Now we need to firstly estimate the input sequence $\hat{\mathbf{u}}$, then calculate the state estimation with $\hat{\mathbf{u}}$ and system dynamic. Similarly to (a), with $\tilde{\mathbf{y}}$ and $x_0$ the optimal estimation to inputs is

\[\hat{\mathbf{u}} = \tilde{\mathcal{L}}(A,B,C)^{\dagger} (\tilde{\mathbf{y}}-\mathcal{O}(CA,A) x_0).\]
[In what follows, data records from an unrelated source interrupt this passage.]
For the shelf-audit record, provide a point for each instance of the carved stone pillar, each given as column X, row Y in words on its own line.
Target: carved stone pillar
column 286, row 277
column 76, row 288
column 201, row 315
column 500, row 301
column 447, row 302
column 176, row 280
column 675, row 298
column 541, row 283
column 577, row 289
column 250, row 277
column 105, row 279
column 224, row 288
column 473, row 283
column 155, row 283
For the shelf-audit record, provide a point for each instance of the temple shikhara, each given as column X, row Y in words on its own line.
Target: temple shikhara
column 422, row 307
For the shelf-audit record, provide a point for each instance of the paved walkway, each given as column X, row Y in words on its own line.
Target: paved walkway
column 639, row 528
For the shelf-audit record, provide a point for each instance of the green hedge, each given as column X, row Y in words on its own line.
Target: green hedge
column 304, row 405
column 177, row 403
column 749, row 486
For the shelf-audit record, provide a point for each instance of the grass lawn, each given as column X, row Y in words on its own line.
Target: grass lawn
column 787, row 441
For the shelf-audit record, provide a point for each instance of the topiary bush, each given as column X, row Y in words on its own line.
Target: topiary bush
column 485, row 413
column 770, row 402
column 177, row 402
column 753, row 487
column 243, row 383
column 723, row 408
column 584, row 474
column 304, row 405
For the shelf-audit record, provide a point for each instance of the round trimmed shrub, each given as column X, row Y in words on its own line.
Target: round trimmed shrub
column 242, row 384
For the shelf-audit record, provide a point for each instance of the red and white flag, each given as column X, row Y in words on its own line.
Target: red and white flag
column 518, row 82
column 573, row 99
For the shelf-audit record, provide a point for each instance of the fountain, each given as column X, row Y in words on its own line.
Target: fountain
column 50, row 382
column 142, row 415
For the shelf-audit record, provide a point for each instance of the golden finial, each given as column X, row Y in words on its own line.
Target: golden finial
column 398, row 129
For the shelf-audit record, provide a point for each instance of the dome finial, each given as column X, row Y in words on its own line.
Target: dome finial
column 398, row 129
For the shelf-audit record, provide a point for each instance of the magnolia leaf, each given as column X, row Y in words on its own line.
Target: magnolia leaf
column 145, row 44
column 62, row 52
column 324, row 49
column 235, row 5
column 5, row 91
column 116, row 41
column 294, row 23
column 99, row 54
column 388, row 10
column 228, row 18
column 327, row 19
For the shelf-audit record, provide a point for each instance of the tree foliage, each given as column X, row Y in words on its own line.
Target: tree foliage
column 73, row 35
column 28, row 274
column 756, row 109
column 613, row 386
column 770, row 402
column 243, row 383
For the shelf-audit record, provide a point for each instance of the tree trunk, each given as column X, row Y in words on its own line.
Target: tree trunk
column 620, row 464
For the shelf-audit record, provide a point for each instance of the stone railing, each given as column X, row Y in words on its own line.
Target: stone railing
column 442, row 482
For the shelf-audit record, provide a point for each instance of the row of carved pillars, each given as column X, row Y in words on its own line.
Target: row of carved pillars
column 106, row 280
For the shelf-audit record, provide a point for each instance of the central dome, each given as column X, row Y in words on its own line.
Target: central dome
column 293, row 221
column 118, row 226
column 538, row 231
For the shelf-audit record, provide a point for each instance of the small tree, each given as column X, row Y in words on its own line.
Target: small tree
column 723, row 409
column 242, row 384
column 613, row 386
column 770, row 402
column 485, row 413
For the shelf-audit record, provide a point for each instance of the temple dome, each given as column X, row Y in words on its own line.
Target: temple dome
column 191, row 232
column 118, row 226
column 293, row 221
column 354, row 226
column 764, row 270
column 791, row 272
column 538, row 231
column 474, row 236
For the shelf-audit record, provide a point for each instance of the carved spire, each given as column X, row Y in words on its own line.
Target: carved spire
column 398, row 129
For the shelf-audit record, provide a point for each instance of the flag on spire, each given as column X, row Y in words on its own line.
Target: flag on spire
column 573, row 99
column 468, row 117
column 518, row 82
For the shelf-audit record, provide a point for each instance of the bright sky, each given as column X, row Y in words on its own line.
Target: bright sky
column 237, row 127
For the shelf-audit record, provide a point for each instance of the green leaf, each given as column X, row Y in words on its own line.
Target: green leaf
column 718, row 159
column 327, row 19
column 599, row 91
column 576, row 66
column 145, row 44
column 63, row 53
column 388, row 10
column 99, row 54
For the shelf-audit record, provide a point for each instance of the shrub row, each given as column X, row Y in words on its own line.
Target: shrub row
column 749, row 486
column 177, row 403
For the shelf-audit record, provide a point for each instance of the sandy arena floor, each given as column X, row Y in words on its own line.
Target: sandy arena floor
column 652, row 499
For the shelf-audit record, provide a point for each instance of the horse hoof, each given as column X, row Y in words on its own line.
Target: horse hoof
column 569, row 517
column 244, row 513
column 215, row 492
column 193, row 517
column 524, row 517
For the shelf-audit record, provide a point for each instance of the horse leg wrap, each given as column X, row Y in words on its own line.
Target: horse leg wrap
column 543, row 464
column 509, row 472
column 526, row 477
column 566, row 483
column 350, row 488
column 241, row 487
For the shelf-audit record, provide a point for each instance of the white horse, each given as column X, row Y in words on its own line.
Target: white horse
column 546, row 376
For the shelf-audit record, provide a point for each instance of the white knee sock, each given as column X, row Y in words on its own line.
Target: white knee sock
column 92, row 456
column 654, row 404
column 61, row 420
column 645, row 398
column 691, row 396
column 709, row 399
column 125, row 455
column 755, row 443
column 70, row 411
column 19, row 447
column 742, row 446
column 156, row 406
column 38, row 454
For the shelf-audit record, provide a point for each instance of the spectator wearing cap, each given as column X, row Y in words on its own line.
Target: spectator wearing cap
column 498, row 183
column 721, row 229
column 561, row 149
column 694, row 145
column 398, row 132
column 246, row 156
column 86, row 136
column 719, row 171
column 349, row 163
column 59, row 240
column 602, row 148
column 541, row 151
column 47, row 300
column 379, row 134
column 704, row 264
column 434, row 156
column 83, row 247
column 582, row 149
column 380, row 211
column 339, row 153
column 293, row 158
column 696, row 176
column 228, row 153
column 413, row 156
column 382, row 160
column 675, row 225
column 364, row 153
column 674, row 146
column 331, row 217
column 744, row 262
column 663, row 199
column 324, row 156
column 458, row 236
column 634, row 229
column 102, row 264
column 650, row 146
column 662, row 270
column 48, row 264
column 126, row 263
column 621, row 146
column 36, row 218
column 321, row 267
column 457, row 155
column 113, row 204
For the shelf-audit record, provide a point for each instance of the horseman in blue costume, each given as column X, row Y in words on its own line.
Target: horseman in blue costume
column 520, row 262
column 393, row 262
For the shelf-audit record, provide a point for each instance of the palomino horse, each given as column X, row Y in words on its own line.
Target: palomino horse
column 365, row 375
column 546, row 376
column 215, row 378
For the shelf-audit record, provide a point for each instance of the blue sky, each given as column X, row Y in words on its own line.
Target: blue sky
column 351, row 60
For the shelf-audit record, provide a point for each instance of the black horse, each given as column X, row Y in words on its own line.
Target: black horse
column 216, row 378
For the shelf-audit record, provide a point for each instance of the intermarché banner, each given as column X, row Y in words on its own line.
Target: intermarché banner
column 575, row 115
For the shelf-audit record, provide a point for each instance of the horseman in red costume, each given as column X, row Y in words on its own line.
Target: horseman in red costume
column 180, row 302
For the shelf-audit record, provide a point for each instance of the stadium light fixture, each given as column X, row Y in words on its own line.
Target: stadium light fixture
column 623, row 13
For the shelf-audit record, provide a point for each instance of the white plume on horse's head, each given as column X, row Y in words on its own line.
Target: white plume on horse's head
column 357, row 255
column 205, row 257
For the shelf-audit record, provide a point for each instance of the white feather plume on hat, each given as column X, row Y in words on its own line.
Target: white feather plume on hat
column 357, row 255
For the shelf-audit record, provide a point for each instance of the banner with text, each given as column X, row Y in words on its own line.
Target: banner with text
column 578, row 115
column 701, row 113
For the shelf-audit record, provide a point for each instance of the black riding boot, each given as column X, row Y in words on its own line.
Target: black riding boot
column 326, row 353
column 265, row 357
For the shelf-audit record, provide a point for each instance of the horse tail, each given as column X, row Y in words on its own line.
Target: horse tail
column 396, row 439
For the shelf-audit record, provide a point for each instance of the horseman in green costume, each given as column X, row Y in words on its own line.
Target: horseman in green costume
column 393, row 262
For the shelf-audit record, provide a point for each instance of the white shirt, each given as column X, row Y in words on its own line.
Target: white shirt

And the state estimation is

\[{\begin{pmatrix} \hat{x}_1 \\ \hat{x}_2 \\ \vdots \\ \hat{x}_N \end{pmatrix}} = {\begin{pmatrix} B \\ AB & B \\ \vdots & & \ddots \\ A^{N-1}B & \cdots & \cdots & B \end{pmatrix}} \hat{\mathbf{u}} + {\begin{pmatrix} A \\ A^2 \\ \vdots \\ A^{N} \end{pmatrix}} x_0.\]

The state estimation is unique if matrix $CB$ has a full column rank ($rank(CB) = m$).

If $CB$ has full column rank, then matrix $\tilde{\mathcal{L}}(A,B,C)$ has full column rank and its left pseudo-inverse is unique.

(d) Kalman Filter (with y, u and $x_0$)

Kalman filter is a widely used method for state estimation and we will not talk it in detailed here (there are loads of blogs introducing KF on the web). We point out that Kalman filter is not included in any above cases we listed, while it can deal with the system with process noises:

\[x_{k+1} = A x_k +Bu_k + \nu_k,~ y_k = Cx_k + \omega_k.\]

For this system, the $N$ steps dynamic equation is written as

\[\tilde{\mathbf{y}} = \tilde{\mathcal{L}}(A,B,C) \mathbf{u} + \mathcal{O}(CA,A) x_0 + \begin{pmatrix} C \\ CA & C \\ \vdots & & \ddots \\ CA^{N-1} & \cdots & \cdots & C \end{pmatrix} \begin{pmatrix} \nu_0 \\ \nu_1 \\\vdots \\ \nu_{N-1} \end{pmatrix}+ \tilde{\mathbf{\omega}}.\]

It is obvious that the previous estimation (estimate $x_0$ with y+u or estimate u with y+$x_0$) fail due to the existence of the process noise $\nu_k$. The Kalman filter needs all the $\mathbf{y},\mathbf{u},x_0$.